Auf Platz 2 findet sich, ebenfalls wie im Vorjahr, McDonalds. Auf Platz vorgerückt ist die Convenience-Store-Kette 7-Eleven, die an über 6.800 Standorten in den USA und Kanada und mit mehr als 36.000 Geschäften weltweit Präsenz zeigt. In Europa ist das Unternehmen in skandinavischen Ländern aktiv. Für Deutschland war 2004 der Markteintritt angekündigt worden, allerdings finden sich im Netz bis heute keine Informationen über 7-Eleven-Stores in Deutschland.

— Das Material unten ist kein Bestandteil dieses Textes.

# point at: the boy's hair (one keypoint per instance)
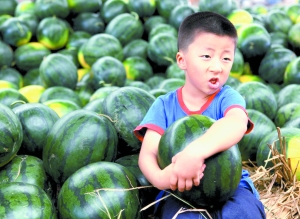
(208, 22)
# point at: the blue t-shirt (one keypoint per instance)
(170, 107)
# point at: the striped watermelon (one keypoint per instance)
(77, 139)
(99, 190)
(259, 97)
(11, 134)
(125, 27)
(213, 189)
(24, 200)
(37, 119)
(249, 143)
(51, 75)
(127, 107)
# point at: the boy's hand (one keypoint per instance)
(187, 170)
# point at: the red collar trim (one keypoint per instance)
(202, 109)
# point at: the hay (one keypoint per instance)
(278, 187)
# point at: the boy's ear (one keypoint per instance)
(180, 60)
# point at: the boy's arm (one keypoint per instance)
(148, 162)
(223, 134)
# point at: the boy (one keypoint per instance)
(206, 46)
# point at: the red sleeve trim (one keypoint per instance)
(250, 125)
(140, 130)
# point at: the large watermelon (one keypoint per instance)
(37, 120)
(99, 190)
(77, 139)
(11, 135)
(127, 107)
(223, 170)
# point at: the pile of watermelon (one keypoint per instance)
(76, 77)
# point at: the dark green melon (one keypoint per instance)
(37, 120)
(288, 94)
(100, 190)
(108, 71)
(127, 107)
(79, 6)
(6, 55)
(8, 96)
(213, 189)
(136, 47)
(53, 32)
(89, 22)
(278, 21)
(162, 49)
(274, 63)
(51, 75)
(259, 97)
(15, 32)
(23, 200)
(285, 113)
(112, 8)
(77, 139)
(98, 46)
(11, 135)
(137, 68)
(125, 27)
(30, 55)
(53, 8)
(144, 8)
(26, 169)
(263, 125)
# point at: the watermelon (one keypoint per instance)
(37, 120)
(30, 55)
(213, 189)
(179, 13)
(79, 6)
(288, 94)
(136, 47)
(292, 72)
(77, 38)
(263, 125)
(77, 139)
(24, 200)
(11, 134)
(26, 169)
(51, 75)
(89, 22)
(144, 8)
(12, 75)
(15, 32)
(99, 45)
(278, 21)
(291, 135)
(99, 190)
(285, 113)
(109, 71)
(112, 8)
(53, 8)
(137, 68)
(273, 65)
(127, 107)
(162, 49)
(8, 96)
(62, 106)
(125, 27)
(259, 97)
(6, 55)
(52, 32)
(163, 28)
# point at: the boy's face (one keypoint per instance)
(207, 62)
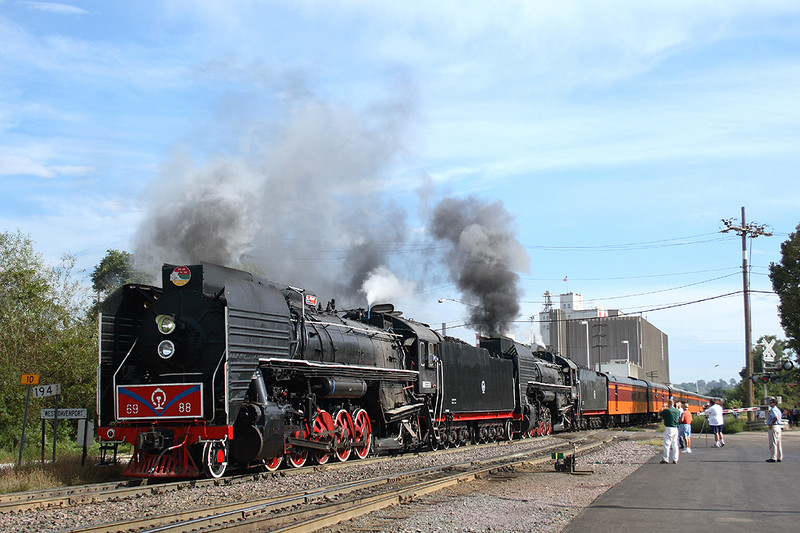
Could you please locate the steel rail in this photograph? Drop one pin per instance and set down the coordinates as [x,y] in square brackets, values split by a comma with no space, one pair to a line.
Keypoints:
[316,508]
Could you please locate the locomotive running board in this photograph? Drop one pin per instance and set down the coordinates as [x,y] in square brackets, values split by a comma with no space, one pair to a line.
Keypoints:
[337,370]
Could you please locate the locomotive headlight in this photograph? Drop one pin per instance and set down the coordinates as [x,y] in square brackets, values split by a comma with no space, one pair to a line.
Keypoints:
[166,349]
[165,323]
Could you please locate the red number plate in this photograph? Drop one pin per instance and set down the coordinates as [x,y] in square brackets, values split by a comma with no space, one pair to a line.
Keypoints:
[160,401]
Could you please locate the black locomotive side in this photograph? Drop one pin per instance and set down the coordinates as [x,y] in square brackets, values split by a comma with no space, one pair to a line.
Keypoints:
[217,367]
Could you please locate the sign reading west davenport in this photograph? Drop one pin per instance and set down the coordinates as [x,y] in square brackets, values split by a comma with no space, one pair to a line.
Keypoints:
[49,414]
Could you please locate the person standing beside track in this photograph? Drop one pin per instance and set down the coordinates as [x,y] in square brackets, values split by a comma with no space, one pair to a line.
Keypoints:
[685,429]
[774,424]
[670,416]
[715,422]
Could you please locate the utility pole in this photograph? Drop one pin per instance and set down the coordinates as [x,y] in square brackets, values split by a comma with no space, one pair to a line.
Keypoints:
[753,231]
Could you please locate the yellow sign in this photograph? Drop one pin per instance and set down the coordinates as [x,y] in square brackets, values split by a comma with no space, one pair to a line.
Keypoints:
[30,379]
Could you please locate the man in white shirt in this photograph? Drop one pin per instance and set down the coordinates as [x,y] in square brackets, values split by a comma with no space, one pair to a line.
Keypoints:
[715,422]
[774,424]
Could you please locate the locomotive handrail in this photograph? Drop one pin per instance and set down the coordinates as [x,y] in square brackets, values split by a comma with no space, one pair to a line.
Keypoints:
[114,379]
[372,372]
[549,385]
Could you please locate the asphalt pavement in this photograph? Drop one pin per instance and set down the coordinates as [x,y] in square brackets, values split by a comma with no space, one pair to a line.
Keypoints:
[728,489]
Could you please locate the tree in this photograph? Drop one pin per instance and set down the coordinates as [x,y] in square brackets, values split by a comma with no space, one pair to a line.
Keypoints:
[113,271]
[44,331]
[785,277]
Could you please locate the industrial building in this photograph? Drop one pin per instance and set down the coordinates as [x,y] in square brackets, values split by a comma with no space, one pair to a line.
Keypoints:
[604,339]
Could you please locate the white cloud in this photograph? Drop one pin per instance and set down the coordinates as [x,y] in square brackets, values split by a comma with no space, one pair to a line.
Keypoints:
[54,7]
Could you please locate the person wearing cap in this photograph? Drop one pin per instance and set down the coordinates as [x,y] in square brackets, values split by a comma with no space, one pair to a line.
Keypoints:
[715,422]
[685,430]
[774,424]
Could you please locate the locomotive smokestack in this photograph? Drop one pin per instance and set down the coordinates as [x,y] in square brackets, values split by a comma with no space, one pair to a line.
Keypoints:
[484,259]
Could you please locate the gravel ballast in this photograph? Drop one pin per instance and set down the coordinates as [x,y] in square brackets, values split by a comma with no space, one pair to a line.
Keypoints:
[532,499]
[537,496]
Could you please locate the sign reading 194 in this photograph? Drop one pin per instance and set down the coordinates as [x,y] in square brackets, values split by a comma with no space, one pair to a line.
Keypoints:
[40,391]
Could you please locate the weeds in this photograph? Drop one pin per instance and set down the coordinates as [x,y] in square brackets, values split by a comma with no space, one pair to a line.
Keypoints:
[67,470]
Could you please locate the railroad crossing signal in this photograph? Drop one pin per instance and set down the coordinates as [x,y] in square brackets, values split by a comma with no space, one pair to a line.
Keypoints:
[768,355]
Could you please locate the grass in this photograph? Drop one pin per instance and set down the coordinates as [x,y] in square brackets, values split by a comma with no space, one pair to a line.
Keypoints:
[66,471]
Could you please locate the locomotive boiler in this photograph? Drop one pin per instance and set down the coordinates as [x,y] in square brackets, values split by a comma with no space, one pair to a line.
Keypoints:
[217,368]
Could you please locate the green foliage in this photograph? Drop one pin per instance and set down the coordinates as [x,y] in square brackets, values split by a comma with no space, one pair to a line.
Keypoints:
[733,424]
[115,270]
[785,277]
[45,331]
[67,470]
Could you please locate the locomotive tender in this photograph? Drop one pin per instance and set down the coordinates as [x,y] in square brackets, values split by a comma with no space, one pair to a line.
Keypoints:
[221,368]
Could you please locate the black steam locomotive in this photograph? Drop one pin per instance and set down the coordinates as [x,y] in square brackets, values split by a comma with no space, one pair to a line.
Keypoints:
[220,368]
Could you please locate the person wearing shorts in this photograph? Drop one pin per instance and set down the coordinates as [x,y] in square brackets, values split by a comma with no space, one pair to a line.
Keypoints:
[715,422]
[685,429]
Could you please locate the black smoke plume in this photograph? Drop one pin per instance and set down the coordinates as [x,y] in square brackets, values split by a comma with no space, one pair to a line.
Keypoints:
[484,259]
[298,194]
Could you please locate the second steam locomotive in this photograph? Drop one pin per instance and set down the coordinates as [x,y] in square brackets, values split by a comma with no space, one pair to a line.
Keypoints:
[219,368]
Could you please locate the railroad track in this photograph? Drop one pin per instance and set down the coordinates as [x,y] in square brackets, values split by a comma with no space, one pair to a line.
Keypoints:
[310,510]
[98,492]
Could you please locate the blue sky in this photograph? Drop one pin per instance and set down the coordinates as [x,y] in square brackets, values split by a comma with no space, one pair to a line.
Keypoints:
[617,135]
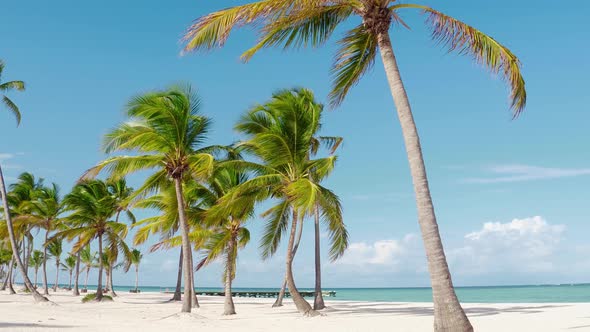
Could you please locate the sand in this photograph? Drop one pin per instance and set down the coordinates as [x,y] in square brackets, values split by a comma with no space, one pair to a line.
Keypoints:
[151,312]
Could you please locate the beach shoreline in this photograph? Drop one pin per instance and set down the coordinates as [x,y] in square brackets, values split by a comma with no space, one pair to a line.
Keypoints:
[151,311]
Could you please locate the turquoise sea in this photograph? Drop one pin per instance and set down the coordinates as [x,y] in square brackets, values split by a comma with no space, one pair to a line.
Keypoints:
[488,294]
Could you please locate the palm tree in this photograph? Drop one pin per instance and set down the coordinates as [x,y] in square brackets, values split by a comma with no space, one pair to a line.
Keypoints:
[88,258]
[229,233]
[36,261]
[91,206]
[167,130]
[43,211]
[121,193]
[165,224]
[9,86]
[70,265]
[38,297]
[55,249]
[280,133]
[136,257]
[311,23]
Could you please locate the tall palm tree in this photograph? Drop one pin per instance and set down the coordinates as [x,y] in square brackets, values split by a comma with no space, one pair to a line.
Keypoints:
[7,87]
[55,249]
[136,257]
[121,193]
[38,297]
[69,265]
[36,261]
[92,207]
[165,224]
[43,212]
[229,233]
[167,130]
[280,133]
[303,23]
[88,258]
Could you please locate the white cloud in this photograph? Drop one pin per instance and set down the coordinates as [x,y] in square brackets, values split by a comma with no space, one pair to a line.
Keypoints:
[381,253]
[519,173]
[524,245]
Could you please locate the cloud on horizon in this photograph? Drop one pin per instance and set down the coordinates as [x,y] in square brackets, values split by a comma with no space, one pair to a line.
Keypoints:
[520,173]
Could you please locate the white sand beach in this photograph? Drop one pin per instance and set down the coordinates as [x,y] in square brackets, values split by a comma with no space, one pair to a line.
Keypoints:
[151,312]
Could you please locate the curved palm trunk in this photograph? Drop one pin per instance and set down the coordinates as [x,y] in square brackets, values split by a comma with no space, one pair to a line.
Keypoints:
[45,287]
[56,275]
[302,305]
[281,296]
[194,300]
[448,314]
[99,285]
[177,294]
[86,281]
[112,288]
[38,297]
[76,291]
[228,303]
[186,304]
[136,277]
[318,301]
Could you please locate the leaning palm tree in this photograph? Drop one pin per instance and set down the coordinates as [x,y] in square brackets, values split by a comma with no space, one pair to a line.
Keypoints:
[229,234]
[43,213]
[136,257]
[91,206]
[279,134]
[167,131]
[303,23]
[88,258]
[69,265]
[55,249]
[38,297]
[36,261]
[9,86]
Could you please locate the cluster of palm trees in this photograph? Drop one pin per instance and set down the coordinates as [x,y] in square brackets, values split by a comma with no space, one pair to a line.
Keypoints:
[34,207]
[215,188]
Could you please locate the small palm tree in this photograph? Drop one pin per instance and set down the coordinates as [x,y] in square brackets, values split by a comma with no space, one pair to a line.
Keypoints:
[69,265]
[301,23]
[7,87]
[136,257]
[280,134]
[167,130]
[55,249]
[35,261]
[91,206]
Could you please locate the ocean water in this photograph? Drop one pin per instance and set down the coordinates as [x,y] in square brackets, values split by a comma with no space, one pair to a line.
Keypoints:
[488,294]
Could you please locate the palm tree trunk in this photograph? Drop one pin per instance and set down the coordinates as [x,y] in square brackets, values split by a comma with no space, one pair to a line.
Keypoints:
[318,301]
[111,281]
[186,247]
[76,290]
[448,314]
[194,300]
[302,305]
[177,296]
[99,285]
[228,303]
[56,275]
[38,297]
[281,296]
[45,287]
[86,281]
[10,283]
[136,277]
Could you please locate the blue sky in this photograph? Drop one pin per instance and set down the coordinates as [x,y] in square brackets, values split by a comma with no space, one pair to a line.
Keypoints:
[511,196]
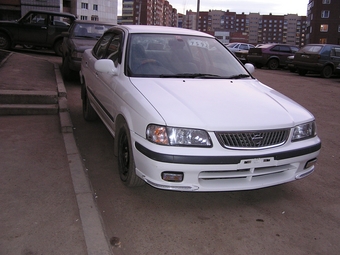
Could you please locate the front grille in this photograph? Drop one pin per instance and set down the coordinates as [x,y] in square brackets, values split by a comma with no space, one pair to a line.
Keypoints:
[253,139]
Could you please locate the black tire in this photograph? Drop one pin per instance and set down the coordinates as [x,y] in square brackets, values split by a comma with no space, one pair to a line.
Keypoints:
[65,69]
[126,163]
[302,72]
[273,64]
[327,71]
[5,42]
[57,47]
[28,46]
[89,114]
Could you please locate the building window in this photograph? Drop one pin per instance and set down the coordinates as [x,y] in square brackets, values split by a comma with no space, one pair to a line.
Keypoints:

Unter den Top 100 finden sich zahlreiche Franchise-Systeme, die auch in Deutschland Lizenzen vergeben. So zum Beispiel die Coffee-Shop-Kette Dunkin‘ Donuts (Platz 7), das Mathematik-Nachhilfeinstitut Kumon (Platz 12), die Pizza-Kette Pizza Hut (Platz 15), der Paket- und Business-Dienstleister Mail Boxes Etc. (MBE), das Profiwerkzeug-System Snap-on Tools (Platz 33), der Senioren-Dienstleister Home Instead Senior Care (Platz 64), die Schilderwerkstatt Sign-A-Rama (Platz 66) und das Immobilienmakler-System RE/MAX (Platz 84). Die Eiscreme-Kette Cold Stone Creamery, Platz 35, plant aktuell den Markteintritt in Deutschland.

Wie fast alle Toplisten sollten Existenzgründer auch das Ranking des Entrepreneur Magazins mit Vorsicht genießen. Nicht nur, weil mit Subway ein in Deutschland umstrittenes Franchise-System die Liste anführt. Auch weil das Magazin nur Kriterien wie finanzielle Stärke und Stabilität, Wachstumsrate, Startkosten, Prozentsatz der Franchise-Ausstiege und die Möglichkeit der Finanzierung durch den Franchise-Geber bewertet. Nicht berücksichtigt werden jedoch Faktoren wie die Franchise-Nehmer-Zufriedenheit oder der Management-Stil. Die aktuelle Rangliste und weitere thematische Rankings stehen www.entrepreneur.com bereit.